Resource nationalism is on the rise. As commodity prices climb, governments are clamoring for a bigger piece of the pie. Chile is the latest country to exert greater control over key resources. This week, President Gabriel Boric unveiled plans to nationalize the country’s vast lithium industry.
The plan, which still needs to be approved by lawmakers, will not affect existing lithium mining contracts. These are organized by two companies, Albemarle and Sociedad Quimica y Minera de Chile, or SQM. Shares of both fell heavily in response. Future contracts will be issued only in the form of public-private partnerships, with the state having majority control.

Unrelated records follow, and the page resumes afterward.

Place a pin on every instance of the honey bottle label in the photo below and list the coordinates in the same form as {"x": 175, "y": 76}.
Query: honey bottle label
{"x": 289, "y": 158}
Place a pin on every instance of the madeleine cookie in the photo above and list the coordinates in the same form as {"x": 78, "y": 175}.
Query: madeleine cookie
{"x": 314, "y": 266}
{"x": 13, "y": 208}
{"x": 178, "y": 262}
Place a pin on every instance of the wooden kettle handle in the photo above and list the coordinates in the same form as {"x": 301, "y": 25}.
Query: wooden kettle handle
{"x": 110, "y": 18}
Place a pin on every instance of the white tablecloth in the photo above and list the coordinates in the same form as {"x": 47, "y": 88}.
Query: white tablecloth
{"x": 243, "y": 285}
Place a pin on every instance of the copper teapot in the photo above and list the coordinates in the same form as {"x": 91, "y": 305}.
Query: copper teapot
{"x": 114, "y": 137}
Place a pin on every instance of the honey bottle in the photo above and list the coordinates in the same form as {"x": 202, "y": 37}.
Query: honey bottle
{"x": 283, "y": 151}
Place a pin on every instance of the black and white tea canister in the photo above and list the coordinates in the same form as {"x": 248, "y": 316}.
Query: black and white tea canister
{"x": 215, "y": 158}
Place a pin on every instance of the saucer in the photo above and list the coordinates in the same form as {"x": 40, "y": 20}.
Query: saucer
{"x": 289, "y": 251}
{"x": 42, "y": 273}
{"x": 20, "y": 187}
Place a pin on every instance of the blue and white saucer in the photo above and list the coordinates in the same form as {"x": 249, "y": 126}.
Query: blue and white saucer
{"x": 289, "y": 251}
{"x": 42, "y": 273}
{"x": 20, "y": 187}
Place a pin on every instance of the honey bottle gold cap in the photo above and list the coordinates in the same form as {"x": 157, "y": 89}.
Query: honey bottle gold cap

Borik must tread carefully, lest he run the risk of killing Chile’s golden goose. The country has the world’s third largest lithium reserves of about 11 million tonnes, after Bolivia and Argentina. SQM claims that under the current arrangement it already pays two-thirds of its gross profits to the Chilean government.
Lithium is a key component in the batteries that power electric vehicles. Weak demand for EVs in China has caused prices to fall nearly 70 percent from their November highs. But Borik is betting longer-term demand trends will provide the necessary leverage to retain foreign investors despite new government demands.
It’s a gamble. Albemarle and SQM are publicly listed companies that answer to their shareholders. Chile has been receptive to foreign investment in the past. This decision casts some doubt on that legacy. If the country makes contracts too expensive or difficult to operate, it risks losing out to other lithium-rich countries such as Australia.
State-owned companies in South America do not have the best record in managing natural resources. But more changes may be coming. One major concern is how the change in lithium policy will affect sentiment in the large copper mining industry, which accounts for more than half of Chile’s exports.